Se abbiamo capito che il nostro cuore è

fatto per l’infinito e l’infinito cerchiamo,

stiamo pronti a cercare all’infinito.

È il salubre atteggiamento del discepolo,

la consapevolezza del ‘già e non ancora’.

Già conosco Dio, eppure non lo

possiedo ancora.

Già ho vissuto una splendida esperienza

affettiva, eppure so che nessun amore

colma il mio cuore definitivamente.

Già ho scoperto, alla luce del Vangelo,

quanta grazia e luce interiore ricolmano

il mio cuore, ancora vivo momenti di

sconforto e di buio.

Già ho capito chi sono, ma ancora

non so chi sarò.

Una tensione sana, bella, che ci conduce

all’essenziale, che ci stacca dalla

pesantezza della quotidianità, che

ci restituisce al realismo.

State pronti, ci chiede il Maestro.

E noi vegliamo nella notte.

Cristosanto, quanta fede ci chiedi, Signore!

Come Israele, le cui gesta, enfatizzate

e mitizzate, abbiamo letto nella prima

lettura, anche noi siamo chiamati ad

uscire dalla schiavitù, da ogni schiavitù,

per imparare, nel deserto, a fidarci di Dio.

Schiavi dell’idea che abbiamo di noi

stessi, schiavi e preoccupati

dell’immagine che dobbiamo restituire

agli altri, schiavi dei finti bisogni che

la pubblicità ci suscita, possiamo

riscoprire, alla luce della Parola,

che o l’uomo è cercatore o non è,

o l’uomo è mendicante o non è, o

l’uomo è in cammino interiore o non è.

Che la vita, che ogni vita.

È progressiva liberazione interiore.

Quanta fede ci chiedi, Signore!

Abramo ascolta la sua voce interiore.

Non è un giovane preso da deliri mistici;

è un uomo realizzato, non travolto da

impetuose passioni.

Egli è l’uomo provato dalla vita,

disilluso e che-pure-sente un appello

 irrefrenabile all’interiorità.

Vai, sente nel cuore, vai a te stesso.

Folle Abramo che lascerà ogni certezza

e ruolo sociale per seguire un istinto

interiore, per ritrovare se stesso!

E questo suo gesto sarà immensamente

fecondo; egli è il padre di tutti

i cercatori di Dio.

Vai a te stesso, amico lettore,

scopriti viandante, sul serio.

Anche se pensi di avere vissuto a

sufficienza, o troppo sofferto,

o fatto le tue scelte.

Siamo tutti straordinariamente liberi,

resi capaci di iniziare percorsi nuovi

anche quando tutto sembra deciso,

sbagliato, irremovibile.

Vai a te stesso.

La vita, allora, diventa inquieta attesa,

l’attesa del ritorno, l’attesa dell’incontro

del padrone che torna dalle nozze.

Attesa, amica. Attesa, amico.

Attesa; la mia vita, la tua vita è attesa.

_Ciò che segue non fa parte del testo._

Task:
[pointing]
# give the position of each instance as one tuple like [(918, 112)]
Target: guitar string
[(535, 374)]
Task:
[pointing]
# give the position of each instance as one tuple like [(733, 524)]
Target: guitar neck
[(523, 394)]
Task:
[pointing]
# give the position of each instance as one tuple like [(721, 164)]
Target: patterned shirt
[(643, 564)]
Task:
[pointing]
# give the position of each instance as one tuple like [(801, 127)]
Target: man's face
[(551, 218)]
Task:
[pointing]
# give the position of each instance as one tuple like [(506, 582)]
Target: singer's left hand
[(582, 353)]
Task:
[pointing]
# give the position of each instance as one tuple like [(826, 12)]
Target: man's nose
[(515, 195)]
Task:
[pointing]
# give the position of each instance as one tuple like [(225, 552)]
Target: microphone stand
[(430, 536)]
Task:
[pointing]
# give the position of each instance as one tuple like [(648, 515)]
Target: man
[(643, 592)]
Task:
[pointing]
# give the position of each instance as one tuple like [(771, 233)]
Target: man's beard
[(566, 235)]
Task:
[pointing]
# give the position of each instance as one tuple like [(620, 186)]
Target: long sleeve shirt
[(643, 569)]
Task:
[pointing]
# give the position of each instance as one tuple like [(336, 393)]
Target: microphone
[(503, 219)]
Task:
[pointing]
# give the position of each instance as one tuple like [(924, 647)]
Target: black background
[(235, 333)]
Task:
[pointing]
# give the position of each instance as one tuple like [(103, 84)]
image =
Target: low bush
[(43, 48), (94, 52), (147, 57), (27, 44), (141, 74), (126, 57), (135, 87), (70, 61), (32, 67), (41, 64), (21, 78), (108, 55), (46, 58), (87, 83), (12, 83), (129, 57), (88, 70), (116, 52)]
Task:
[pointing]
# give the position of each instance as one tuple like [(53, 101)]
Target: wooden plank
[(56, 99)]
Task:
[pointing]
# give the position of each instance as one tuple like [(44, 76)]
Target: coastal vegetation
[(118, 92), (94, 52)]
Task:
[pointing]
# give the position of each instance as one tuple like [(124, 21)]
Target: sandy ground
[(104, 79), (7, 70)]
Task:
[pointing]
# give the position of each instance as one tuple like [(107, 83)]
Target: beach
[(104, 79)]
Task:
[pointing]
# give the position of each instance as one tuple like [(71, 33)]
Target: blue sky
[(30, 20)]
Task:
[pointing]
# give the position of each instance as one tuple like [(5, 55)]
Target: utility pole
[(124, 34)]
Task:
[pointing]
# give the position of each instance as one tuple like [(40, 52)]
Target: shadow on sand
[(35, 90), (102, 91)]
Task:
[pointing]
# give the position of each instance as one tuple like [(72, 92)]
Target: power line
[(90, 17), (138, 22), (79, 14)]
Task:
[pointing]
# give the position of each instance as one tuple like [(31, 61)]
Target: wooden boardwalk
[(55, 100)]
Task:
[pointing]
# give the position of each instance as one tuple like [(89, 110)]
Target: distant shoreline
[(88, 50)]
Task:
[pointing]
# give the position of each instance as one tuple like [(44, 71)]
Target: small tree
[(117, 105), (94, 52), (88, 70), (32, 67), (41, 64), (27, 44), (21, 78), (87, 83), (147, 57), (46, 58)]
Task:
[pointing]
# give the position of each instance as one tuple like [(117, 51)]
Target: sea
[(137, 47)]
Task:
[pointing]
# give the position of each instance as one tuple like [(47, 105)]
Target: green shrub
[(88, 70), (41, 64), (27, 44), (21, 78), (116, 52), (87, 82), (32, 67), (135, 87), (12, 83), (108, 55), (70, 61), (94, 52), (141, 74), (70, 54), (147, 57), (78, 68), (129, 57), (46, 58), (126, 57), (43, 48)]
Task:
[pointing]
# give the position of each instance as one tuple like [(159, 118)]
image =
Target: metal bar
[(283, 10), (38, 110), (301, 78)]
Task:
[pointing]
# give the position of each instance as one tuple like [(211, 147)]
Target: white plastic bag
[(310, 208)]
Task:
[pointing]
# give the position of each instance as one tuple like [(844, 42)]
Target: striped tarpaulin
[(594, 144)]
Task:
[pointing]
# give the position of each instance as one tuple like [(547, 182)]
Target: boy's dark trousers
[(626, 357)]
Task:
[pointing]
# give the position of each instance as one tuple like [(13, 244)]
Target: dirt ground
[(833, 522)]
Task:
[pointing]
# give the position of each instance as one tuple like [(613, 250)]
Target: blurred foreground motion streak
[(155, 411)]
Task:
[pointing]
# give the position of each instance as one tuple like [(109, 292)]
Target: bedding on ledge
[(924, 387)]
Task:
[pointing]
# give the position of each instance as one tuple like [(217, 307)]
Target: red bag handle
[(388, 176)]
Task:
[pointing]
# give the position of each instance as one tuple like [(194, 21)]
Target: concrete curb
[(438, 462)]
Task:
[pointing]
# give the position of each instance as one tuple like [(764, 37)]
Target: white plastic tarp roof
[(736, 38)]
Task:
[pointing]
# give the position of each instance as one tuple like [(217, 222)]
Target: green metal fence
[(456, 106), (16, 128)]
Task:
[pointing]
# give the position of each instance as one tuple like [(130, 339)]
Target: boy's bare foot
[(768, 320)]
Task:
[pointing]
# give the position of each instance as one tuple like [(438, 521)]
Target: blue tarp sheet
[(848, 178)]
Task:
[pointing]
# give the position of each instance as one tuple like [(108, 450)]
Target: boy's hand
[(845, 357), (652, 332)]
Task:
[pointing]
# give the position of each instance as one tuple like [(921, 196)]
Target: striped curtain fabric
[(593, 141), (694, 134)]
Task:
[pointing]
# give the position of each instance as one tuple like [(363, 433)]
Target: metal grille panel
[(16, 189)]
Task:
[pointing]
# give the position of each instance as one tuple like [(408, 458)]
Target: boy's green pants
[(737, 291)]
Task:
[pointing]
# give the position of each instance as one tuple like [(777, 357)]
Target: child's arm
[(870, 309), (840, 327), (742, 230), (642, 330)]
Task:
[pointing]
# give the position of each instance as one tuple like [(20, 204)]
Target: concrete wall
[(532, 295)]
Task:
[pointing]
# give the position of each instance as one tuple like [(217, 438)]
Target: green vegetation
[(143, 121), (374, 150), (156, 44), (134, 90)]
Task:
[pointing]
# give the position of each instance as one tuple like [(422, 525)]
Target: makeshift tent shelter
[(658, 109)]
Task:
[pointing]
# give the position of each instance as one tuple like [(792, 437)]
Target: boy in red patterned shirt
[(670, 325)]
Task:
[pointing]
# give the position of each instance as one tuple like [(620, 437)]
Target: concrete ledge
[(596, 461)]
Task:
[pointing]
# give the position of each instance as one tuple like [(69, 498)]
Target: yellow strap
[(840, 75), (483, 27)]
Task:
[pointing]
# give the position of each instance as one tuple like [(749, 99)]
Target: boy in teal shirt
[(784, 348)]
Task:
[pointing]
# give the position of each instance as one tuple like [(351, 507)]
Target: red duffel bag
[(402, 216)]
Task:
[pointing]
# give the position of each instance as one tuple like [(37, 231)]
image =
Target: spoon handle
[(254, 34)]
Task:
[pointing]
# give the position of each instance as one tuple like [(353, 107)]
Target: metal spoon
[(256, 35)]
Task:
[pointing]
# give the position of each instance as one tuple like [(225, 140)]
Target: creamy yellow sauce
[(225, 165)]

Di un senso, del superamento del tuo

dolore, della chiave per capire la tua

vita, di una persona da amare, di un

figlio da stringere e baciare, di un

mondo migliore, della luce infinita

che illumini le tue paure, di Dio. Attesa.

L’uomo è l’unico essere vivente capace

di attendere, di vegliare, di insistere,

di credere.

Nella notte, spesso, nel lungo e corposo

silenzio della notte, sentiamo crescere

la nostra fede, abbandonarsi il nostro

cuore, capiamo cosa ci è essenziale.

Nella notte, come le sentinelle che

aspettano l’aurora, diventiamo dei

credenti, dei discepoli.

Quando le ginocchia vacillano, quando

la fatica è tanta, quando ci sembra di

non farcela ad attendere, quando la

disperazione fa pressione alla porta

del cuore, possiamo guardare ai

testimoni, guardare ai padri della fede,

ai tanti, tantissimi che hanno, come noi,

creduto nella notte, e visto la luce, infine.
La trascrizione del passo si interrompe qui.